Search code examples
c++solarisbus-error

Bus error with allocated memory on a heap


I have Bus Error in such code:

char* mem_original;
int int_var = 987411;
mem_original = new char [250];
memcpy(&mem_original[250-sizeof(int)], &int_var, sizeof(int));
...
const unsigned char* mem_u_const = (unsigned char*)mem_original;
...
const unsigned char *location = mem_u_const + 250 - sizeof(int);

std::cout << "sizeof(int) = " << sizeof(int) << std::endl;//it's printed out as 4
std::cout << "byte 0 = " << int(*location) << std::endl;
std::cout << "byte 1 = " << int(*(location+1)) << std::endl;
std::cout << "byte 2 = " << int(*(location+2)) << std::endl;
std::cout << "byte 3 = " << int(*(location+3)) << std::endl;
int original_var = *((const int*)location);
std::cout << "original_var = " << original_var << std::endl;

That works well few times, printing out:

sizeof(int) = 4
byte 0 = 0
byte 1 = 15
byte 2 = 17
byte 3 = 19
original_var = 987411

And then it fails with:

sizeof(int) = 4
byte 0 = 0
byte 1 = 15
byte 2 = 17
byte 3 = 19
Bus Error

It's built & run on Solaris OS (C++ 5.12) Same code on Linux (gcc 4.12) & Windows (msvc-9.0) is working well.

We can see:

  1. memory was allocated on the heap by new[].
  2. memory is accessible (we can read it byte by byte)
  3. memory contains exactly what there should be, not corrupted.

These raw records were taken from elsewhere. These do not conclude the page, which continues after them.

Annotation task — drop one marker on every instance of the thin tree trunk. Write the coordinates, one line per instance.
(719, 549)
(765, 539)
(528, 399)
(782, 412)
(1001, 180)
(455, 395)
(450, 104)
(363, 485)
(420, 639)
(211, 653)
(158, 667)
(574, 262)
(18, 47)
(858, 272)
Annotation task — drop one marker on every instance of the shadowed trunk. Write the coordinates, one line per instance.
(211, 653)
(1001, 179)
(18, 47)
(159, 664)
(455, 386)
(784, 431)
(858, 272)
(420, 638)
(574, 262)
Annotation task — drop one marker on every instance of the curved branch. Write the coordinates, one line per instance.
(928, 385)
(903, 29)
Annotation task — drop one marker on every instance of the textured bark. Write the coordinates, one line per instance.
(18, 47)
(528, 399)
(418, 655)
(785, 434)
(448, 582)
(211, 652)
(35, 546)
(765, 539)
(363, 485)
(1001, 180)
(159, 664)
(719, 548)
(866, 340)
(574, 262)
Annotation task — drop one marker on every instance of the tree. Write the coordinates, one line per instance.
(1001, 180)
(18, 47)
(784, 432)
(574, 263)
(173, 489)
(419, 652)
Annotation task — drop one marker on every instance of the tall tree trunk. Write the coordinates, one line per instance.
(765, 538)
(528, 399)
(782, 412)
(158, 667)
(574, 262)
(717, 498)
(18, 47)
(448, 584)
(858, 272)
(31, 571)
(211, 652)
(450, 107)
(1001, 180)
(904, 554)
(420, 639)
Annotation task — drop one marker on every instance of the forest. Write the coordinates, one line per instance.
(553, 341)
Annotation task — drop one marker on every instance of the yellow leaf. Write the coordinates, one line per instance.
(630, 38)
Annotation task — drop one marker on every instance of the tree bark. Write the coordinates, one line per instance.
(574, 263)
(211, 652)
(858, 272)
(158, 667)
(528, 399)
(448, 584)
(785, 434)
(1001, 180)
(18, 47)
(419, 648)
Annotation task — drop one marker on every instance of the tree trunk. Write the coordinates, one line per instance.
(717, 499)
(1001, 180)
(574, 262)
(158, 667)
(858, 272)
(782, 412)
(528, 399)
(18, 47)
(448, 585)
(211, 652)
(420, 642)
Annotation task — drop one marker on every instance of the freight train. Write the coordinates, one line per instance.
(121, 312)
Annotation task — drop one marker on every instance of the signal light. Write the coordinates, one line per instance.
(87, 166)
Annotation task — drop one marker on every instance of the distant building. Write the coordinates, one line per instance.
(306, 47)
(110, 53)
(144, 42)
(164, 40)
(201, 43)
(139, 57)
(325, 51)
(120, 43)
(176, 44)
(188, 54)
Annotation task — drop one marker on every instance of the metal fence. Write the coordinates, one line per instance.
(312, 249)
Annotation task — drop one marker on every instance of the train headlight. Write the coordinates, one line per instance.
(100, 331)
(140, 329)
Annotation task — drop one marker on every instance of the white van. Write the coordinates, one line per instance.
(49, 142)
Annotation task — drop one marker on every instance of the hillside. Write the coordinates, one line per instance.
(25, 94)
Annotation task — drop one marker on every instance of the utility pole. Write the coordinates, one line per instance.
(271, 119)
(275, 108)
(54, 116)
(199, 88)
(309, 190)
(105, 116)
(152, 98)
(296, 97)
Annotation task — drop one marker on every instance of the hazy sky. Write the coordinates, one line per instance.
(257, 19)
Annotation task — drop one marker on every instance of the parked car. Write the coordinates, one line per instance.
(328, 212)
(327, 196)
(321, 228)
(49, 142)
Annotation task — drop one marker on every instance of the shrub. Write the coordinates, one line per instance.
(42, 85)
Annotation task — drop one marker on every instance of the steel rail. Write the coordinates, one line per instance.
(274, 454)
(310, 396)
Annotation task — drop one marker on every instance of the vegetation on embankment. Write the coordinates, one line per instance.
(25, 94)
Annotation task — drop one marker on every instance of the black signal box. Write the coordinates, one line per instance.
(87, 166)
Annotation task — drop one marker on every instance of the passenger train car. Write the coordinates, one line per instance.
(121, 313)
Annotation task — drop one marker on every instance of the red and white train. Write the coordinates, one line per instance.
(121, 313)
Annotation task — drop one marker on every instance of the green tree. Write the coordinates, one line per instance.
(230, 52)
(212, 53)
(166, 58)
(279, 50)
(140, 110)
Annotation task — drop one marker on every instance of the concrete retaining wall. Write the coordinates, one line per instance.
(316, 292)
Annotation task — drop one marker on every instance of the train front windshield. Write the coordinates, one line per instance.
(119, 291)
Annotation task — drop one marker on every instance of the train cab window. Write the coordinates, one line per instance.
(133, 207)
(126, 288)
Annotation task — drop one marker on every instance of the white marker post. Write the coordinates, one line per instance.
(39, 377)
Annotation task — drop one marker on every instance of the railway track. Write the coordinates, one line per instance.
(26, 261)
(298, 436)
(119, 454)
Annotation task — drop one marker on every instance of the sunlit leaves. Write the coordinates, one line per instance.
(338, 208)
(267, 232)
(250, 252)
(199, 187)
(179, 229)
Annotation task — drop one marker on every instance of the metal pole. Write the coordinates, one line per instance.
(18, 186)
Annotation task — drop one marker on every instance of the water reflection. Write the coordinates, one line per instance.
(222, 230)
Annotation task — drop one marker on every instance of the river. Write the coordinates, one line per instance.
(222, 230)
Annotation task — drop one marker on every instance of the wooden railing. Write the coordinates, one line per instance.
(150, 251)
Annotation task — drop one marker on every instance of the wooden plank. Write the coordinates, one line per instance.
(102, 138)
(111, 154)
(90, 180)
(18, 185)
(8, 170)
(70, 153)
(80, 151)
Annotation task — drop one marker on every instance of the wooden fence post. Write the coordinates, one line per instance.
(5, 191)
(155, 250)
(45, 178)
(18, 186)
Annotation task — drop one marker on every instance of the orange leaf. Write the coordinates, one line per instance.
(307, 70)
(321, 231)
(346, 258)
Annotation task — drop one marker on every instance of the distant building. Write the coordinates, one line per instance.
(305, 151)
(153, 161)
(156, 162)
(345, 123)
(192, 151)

So what may be reason for Bus Error? Where should I look?

UPD: If I memcpy(...) location in the end to original_var, it works. But what the problem in *((const int*)location) ?


Solution

  • This is a common issue for developers with no experience on hardware that has alignment restrictions - such as SPARC. x86 hardware is very forgiving of misaligned access, albeit with performance impacts. Other types of hardware? SIGBUS.

    This line of code:

    int original_var = *((const int*)location);
    

    invokes undefined behavior. You're taking an unsigned char * and interpreting what it points to as an int. You can't do that safely. Period. It's undefined behavior - for the very reason you're experiencing.

    You're violating the strict aliasing rule. See What is the strict aliasing rule? Put simply, you can't refer to an object of one type as another type. A char * does not and can not refer to an int.

    Oracle's Solaris Studio compilers actually provide a command-line argument that will let you get away with that on SPARC hardware - -xmemalign=1i (see https://docs.oracle.com/cd/E19205-01/819-5265/bjavc/index.html). Although to be fair to GCC, without that option, the forcing you do in your code will still SIGBUS under the Studio compiler.

    Or, as you've already noted, you can use memcpy() to copy bytes around no matter what they are - as long as you know the source object is safe to copy into the target object - yes, there are cases when that's not true.